Est abordée dans cette décision, l’interdiction totale de consommation d’alcool dans l’entreprise.
Nous vous proposons dans le présent article de prendre connaissance de cet arrêt et de ses conséquences pratiques.
La consommation d’alcool selon le code du travail
Selon le code du travail, aucune boisson alcoolisée autre que le vin, la bière, le cidre et le poiré n’est autorisée sur le lieu de travail.
Nota : le poiré est une boisson obtenue par fermentation du jus de poires
Article R4228-20
Créé par Décret n°2008-244 du 7 mars 2008 - art. (V)
Aucune boisson alcoolisée autre que le vin, la bière, le cidre et le poiré n'est autorisée sur le lieu de travail.
A en croire le code du travail, on serait tenté de considérer que les salariés sont théoriquement en droit de consommer certaines boissons alcoolisées sur leur lieu de travail.
L’affaire concernée
Le Conseil d’État devait se prononcer suite à la saisine du ministre du travail, de l’emploi et de la santé sur un arrêt de la cour administrative d'appel de Lyon.

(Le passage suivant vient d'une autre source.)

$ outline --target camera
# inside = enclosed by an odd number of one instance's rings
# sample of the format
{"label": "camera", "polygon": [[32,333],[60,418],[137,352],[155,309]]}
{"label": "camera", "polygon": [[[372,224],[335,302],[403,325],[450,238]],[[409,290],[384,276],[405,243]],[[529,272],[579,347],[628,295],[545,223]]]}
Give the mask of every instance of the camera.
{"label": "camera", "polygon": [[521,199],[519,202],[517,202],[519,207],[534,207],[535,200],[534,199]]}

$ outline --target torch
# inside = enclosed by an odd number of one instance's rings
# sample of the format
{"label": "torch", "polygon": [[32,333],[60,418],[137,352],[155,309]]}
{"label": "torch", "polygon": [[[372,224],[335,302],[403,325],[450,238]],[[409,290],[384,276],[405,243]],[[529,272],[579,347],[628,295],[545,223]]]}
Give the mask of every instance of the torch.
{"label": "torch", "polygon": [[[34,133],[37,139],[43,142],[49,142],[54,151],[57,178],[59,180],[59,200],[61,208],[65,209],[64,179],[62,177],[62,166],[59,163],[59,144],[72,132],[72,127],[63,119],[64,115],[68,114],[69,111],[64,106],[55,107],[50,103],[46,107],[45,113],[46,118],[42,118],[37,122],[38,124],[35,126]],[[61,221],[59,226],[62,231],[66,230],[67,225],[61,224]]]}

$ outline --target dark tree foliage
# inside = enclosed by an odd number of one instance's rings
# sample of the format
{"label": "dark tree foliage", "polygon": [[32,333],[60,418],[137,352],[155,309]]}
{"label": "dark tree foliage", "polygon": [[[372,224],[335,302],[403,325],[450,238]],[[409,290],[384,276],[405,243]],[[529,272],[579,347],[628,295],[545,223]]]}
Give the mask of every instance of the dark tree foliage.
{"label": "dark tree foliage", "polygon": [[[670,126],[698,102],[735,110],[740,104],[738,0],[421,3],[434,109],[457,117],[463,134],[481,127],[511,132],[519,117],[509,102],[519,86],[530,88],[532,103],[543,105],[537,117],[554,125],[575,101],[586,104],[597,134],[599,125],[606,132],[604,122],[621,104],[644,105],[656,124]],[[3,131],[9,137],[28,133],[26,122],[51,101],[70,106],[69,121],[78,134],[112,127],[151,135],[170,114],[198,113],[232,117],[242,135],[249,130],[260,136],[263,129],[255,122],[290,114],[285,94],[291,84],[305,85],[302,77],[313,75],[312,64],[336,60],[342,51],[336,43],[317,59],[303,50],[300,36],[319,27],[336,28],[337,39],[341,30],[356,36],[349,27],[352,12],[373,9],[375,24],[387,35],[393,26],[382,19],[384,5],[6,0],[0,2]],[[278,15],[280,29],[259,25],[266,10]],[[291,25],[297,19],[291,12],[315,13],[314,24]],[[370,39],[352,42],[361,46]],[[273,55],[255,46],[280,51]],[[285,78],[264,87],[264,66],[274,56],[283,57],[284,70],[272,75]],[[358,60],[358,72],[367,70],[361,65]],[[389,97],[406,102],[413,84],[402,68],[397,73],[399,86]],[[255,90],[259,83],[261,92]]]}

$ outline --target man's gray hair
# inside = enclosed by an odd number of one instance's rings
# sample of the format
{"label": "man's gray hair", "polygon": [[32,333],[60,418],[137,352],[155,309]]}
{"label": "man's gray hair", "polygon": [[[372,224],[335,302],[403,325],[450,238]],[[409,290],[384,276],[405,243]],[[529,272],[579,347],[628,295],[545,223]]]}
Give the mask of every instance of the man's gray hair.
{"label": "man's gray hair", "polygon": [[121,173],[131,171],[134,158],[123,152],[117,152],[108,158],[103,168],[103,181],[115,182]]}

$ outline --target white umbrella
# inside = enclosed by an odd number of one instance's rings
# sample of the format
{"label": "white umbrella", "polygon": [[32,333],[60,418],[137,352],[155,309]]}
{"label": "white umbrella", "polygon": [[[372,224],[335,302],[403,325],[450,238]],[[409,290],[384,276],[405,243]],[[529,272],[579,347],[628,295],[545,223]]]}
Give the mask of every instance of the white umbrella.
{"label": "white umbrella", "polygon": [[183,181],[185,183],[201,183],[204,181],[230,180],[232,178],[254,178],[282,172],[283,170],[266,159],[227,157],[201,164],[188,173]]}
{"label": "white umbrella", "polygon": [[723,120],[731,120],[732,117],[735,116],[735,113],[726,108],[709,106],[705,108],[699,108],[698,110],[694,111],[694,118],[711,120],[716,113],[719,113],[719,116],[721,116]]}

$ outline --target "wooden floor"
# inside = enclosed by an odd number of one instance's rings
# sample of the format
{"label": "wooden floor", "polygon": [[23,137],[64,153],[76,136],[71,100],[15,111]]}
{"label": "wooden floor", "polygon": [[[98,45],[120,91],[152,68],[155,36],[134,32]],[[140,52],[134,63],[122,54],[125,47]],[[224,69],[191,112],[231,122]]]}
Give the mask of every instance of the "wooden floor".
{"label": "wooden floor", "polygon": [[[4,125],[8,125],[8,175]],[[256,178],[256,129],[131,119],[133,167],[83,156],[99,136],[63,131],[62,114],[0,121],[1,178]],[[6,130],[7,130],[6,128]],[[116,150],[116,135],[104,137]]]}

Extrait décision Conseil d'État N° 349365 lecture du lundi 12 novembre 2012
Vu le pourvoi, enregistré le 17 mai 2011 au secrétariat du contentieux du Conseil d'Etat, présenté par le ministre du travail, de l'emploi et de la santé ; le ministre du travail, de l'emploi et de la santé demande au Conseil d'Etat :
L’affaire concernait un règlement intérieur dans lequel la consommation d’alcool était strictement et totalement interdite.
Le règlement intérieur contenait en l’occurrence la clause suivante :
" La consommation de boissons alcoolisées est interdite dans l'entreprise, y compris dans les cafeterias, au moment des repas et pendant toute autre manifestation organisée en dehors des repas. "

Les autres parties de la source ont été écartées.